Meta will charge developers a 47.5% fee for selling items on its Horizon Worlds metaverse
Earlier this week, Facebook’s parent company Meta announced a pilot programme for developers to build items for its metaverse, Horizon Worlds. In a statement announcing the programme, a Meta spokesperson said that such monetisation tools would be “steps toward our long-term vision for the metaverse, where creators can earn a living and people can purchase digital goods, services, and experiences.”
However, while Meta allowing developers to monetise items in its virtual world could be an interesting new avenue for creators to earn, a report by CNBC has revealed that the platform will also impose a hefty charge in exchange for letting developers sell on Horizon Worlds.

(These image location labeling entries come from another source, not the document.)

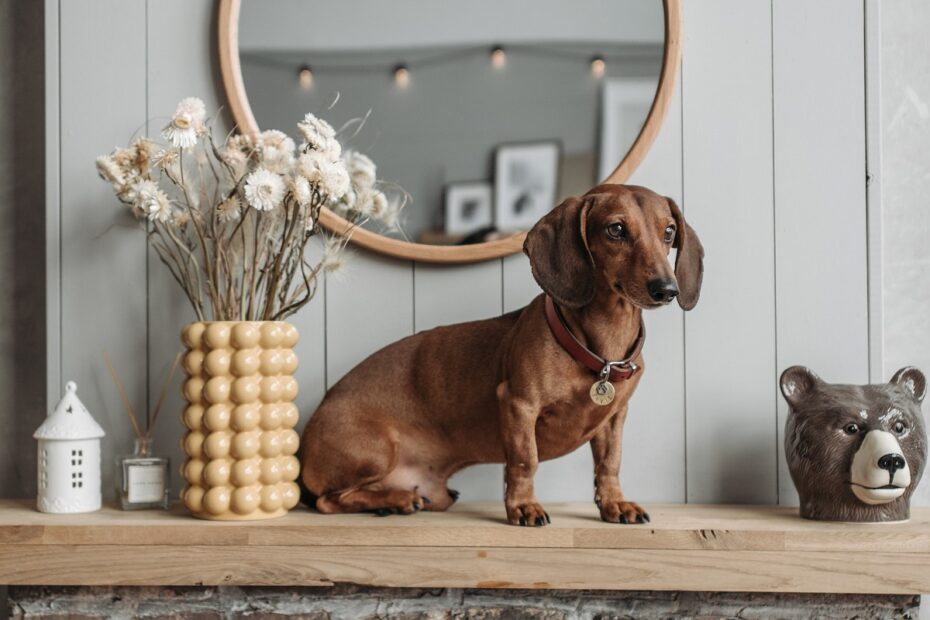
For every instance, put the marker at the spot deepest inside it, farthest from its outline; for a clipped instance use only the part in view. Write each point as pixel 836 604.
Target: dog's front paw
pixel 529 513
pixel 620 511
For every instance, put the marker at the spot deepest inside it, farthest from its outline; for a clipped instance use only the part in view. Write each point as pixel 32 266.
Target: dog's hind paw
pixel 620 511
pixel 528 514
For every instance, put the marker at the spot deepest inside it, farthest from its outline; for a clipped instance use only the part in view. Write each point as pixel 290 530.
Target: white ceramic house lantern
pixel 69 458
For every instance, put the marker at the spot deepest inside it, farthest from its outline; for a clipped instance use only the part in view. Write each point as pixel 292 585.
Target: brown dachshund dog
pixel 389 435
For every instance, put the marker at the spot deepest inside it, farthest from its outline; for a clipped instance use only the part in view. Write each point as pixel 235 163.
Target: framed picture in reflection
pixel 468 207
pixel 526 183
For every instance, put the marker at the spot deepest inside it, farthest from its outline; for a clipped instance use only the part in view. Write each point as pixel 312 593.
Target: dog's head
pixel 616 238
pixel 855 452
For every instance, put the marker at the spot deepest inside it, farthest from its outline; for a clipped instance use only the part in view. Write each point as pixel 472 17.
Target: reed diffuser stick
pixel 122 393
pixel 161 397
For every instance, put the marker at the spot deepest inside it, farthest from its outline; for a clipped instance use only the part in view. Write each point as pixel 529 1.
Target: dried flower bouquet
pixel 232 222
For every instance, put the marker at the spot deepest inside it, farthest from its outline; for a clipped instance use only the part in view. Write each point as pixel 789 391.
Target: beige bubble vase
pixel 240 417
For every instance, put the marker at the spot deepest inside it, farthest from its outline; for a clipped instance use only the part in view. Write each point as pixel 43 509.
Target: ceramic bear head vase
pixel 855 452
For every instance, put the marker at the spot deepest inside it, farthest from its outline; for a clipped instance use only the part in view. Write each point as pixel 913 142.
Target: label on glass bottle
pixel 145 483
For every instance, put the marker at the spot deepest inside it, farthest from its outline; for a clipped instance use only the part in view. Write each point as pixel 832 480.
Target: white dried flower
pixel 264 189
pixel 301 190
pixel 144 150
pixel 186 124
pixel 379 205
pixel 317 132
pixel 331 177
pixel 141 188
pixel 166 159
pixel 153 202
pixel 333 260
pixel 181 219
pixel 276 149
pixel 235 153
pixel 109 171
pixel 391 217
pixel 124 158
pixel 361 169
pixel 230 210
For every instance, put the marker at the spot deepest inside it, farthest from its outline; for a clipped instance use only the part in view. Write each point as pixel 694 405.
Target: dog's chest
pixel 565 424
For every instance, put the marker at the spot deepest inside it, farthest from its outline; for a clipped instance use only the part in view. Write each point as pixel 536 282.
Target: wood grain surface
pixel 686 547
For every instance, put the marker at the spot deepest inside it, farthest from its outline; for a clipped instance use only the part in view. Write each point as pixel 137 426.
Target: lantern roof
pixel 70 420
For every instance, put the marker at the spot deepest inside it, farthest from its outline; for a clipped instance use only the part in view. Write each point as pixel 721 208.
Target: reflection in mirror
pixel 485 114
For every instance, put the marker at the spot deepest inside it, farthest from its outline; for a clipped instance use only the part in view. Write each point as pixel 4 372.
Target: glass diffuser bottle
pixel 143 478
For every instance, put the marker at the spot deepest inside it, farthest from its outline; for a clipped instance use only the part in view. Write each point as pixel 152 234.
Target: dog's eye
pixel 669 234
pixel 616 231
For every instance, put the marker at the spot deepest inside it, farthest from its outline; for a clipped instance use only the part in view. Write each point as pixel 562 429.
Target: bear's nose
pixel 662 290
pixel 891 462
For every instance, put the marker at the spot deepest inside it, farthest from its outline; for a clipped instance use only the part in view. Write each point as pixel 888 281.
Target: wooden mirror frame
pixel 233 84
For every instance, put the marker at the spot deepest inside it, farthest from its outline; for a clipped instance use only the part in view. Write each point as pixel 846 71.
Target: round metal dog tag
pixel 602 392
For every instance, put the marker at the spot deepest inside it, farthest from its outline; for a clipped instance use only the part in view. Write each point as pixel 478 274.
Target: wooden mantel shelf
pixel 691 547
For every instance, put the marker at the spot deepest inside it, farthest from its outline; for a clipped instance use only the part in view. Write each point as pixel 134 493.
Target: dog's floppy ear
pixel 689 262
pixel 559 256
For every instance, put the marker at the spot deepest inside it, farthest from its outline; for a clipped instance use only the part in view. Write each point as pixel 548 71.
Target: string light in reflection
pixel 305 77
pixel 401 76
pixel 498 57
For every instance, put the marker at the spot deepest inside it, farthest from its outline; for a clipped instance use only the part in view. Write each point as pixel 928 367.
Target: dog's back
pixel 432 394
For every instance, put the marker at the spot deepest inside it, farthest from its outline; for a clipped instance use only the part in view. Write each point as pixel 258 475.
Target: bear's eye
pixel 851 429
pixel 616 231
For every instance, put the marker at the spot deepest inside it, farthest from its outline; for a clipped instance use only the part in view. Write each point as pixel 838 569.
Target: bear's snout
pixel 879 470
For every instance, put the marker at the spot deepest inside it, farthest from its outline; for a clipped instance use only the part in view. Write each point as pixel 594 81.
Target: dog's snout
pixel 662 289
pixel 891 463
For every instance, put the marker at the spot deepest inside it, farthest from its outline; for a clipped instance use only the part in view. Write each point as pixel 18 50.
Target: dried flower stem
pixel 122 392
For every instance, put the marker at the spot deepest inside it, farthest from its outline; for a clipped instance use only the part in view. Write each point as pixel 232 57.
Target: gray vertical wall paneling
pixel 103 254
pixel 730 335
pixel 54 384
pixel 873 127
pixel 369 304
pixel 821 223
pixel 445 295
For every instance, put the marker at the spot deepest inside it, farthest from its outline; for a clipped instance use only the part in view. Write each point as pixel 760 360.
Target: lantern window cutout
pixel 69 458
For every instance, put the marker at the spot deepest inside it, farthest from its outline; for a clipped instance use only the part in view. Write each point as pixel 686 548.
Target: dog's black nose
pixel 891 462
pixel 662 289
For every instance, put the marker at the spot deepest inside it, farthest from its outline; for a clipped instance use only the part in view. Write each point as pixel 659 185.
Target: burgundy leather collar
pixel 605 369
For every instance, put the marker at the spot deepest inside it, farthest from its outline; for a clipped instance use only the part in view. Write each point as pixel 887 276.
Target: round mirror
pixel 483 116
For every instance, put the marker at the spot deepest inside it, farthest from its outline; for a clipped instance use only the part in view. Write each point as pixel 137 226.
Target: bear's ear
pixel 795 382
pixel 911 380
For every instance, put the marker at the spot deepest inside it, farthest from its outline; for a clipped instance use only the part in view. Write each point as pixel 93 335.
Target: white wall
pixel 905 186
pixel 764 148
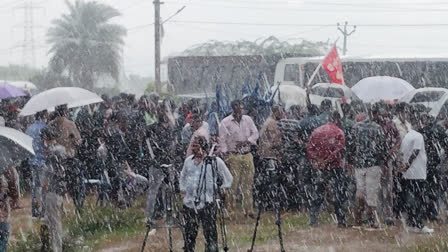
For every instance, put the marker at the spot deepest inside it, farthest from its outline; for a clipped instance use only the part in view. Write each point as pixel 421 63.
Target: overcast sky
pixel 378 31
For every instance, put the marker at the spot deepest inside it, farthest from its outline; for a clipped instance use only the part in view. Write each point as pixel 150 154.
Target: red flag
pixel 333 65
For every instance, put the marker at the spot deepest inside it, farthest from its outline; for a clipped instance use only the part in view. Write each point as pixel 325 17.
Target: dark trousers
pixel 206 216
pixel 432 194
pixel 323 181
pixel 414 201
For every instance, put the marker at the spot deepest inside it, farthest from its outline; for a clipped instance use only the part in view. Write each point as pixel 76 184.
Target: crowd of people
pixel 384 162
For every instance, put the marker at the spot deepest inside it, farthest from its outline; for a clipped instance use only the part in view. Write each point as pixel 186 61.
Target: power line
pixel 344 7
pixel 305 25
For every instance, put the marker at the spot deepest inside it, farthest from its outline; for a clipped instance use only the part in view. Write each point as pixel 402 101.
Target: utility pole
pixel 157 4
pixel 346 35
pixel 29 42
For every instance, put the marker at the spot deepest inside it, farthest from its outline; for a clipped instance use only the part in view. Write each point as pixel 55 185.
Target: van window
pixel 444 110
pixel 427 96
pixel 292 72
pixel 328 92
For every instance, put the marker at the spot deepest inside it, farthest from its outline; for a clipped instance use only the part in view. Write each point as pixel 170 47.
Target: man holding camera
pixel 198 184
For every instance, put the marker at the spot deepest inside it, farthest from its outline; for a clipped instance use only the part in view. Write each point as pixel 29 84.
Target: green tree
pixel 84 44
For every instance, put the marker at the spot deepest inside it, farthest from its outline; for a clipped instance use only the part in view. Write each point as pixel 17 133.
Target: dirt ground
pixel 297 236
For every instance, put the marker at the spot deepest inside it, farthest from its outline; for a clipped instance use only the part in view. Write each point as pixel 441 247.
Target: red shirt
pixel 327 143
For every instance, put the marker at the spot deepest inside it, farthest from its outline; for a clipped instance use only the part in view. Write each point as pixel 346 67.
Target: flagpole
pixel 313 75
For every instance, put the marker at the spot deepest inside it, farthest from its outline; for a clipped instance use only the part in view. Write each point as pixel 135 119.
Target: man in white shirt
pixel 414 175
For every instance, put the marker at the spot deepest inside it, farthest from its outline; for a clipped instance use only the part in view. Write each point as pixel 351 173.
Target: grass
pixel 436 244
pixel 89 229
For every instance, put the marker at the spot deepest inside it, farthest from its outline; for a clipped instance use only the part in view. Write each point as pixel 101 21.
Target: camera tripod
pixel 274 174
pixel 173 218
pixel 201 191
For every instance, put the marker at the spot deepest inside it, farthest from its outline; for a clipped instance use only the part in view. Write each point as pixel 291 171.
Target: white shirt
pixel 411 142
pixel 403 128
pixel 189 180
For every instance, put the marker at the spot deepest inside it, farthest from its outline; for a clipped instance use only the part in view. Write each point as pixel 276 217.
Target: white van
pixel 291 71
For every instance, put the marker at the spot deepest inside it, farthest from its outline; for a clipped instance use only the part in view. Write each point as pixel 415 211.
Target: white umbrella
pixel 381 88
pixel 47 100
pixel 15 146
pixel 25 85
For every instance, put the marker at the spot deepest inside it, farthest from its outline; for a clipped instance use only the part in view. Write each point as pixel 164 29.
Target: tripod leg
pixel 255 230
pixel 144 241
pixel 223 229
pixel 170 239
pixel 279 224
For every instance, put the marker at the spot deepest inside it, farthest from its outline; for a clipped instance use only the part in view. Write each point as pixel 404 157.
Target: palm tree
pixel 84 44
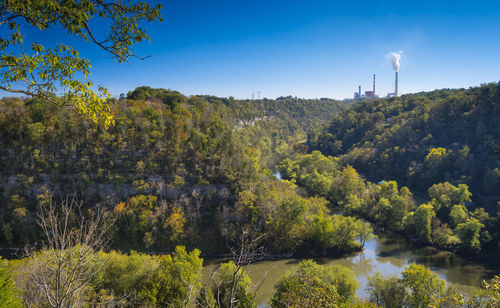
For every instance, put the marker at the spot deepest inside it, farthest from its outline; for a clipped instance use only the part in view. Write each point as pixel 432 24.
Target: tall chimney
pixel 373 84
pixel 396 85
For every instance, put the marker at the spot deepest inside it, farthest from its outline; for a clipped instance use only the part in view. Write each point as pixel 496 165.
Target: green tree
pixel 10 296
pixel 230 286
pixel 423 285
pixel 469 233
pixel 422 221
pixel 40 70
pixel 458 215
pixel 315 285
pixel 386 291
pixel 177 278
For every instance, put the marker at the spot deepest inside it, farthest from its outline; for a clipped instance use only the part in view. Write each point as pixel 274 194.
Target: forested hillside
pixel 168 169
pixel 423 139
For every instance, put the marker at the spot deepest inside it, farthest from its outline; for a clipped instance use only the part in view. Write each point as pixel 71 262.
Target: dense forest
pixel 423 139
pixel 168 168
pixel 127 212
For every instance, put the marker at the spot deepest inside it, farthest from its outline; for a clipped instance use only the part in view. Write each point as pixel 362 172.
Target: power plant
pixel 372 94
pixel 368 94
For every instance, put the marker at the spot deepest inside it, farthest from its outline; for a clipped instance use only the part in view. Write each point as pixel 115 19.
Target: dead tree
pixel 246 249
pixel 59 274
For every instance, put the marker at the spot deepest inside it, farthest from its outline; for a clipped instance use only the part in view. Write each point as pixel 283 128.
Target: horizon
pixel 306 50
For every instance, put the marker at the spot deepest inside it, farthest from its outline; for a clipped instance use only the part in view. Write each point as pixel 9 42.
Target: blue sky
pixel 308 48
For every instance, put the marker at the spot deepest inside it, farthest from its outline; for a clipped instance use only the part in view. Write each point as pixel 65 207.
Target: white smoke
pixel 395 60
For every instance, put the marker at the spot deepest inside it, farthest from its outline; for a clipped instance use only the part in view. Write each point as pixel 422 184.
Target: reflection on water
pixel 388 254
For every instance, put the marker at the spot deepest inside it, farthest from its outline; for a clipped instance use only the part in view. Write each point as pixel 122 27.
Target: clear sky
pixel 309 48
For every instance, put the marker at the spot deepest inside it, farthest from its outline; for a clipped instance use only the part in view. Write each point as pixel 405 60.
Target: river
pixel 389 254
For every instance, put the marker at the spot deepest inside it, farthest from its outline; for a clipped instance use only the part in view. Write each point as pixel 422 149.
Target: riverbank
pixel 389 254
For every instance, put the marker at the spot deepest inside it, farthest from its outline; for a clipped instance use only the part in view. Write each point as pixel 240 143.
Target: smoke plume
pixel 395 60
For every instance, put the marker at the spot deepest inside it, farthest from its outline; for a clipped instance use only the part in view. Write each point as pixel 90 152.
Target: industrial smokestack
pixel 396 85
pixel 395 61
pixel 396 65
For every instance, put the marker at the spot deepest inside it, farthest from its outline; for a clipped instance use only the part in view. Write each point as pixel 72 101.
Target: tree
pixel 39 70
pixel 386 291
pixel 458 215
pixel 423 285
pixel 469 233
pixel 10 296
pixel 177 278
pixel 422 220
pixel 313 285
pixel 59 275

According to the report citing a Meta spokesperson, the company will charge a whopping 47.5% fee for any item that a creator sells on Horizon Worlds. This fee will include a 30% ‘hardware platform fee’ in order to list the item through the Meta Quest Store, which is the portal for any apps and services sold for Facebook’s Oculus Quest virtual reality hardware. The remaining 17.5% will be charged by Horizon Worlds.
The report has caused developers to call out the Facebook group for the allegedly massive commission that it will charge creators looking to sell items on its platform. A key part of metaverse concepts lie in allowing creators to sell art, products and items as non-fungible tokens (NFTs), but no major NFT marketplace right now charges such astronomical fees from developers for selling their work.
For instance, popular NFT marketplace, OpenSea, charges a 2.5% commission for allowing creators to sell their work through the platform.
Facebook itself has been a vocal opponent of the 30% commission charged by Apple and Google for in-app purchases through the respective app stores. The company has lobbied to have the two tech giants allow third party payment options through their stores – a factor that many developers have already pointed out on social media platforms.
Meta and Facebook chief, Mark Zuckerberg, has previously spoken about creating alternative payment avenues for creators so that they can bypass the “difficult” commissions charged by Apple and Google. However, his own clause appears to be charging even more – nearly half of what a creator could be selling an NFT on Horizon Worlds for.
Meta is yet to issue an official statement on the commissions it plans to charge for sales on Horizon Worlds. The company maintains that the monetisation tools on its metaverse will remain available to a small set of creators for now, so there could be room to revise these charges once the ecosystem opens up.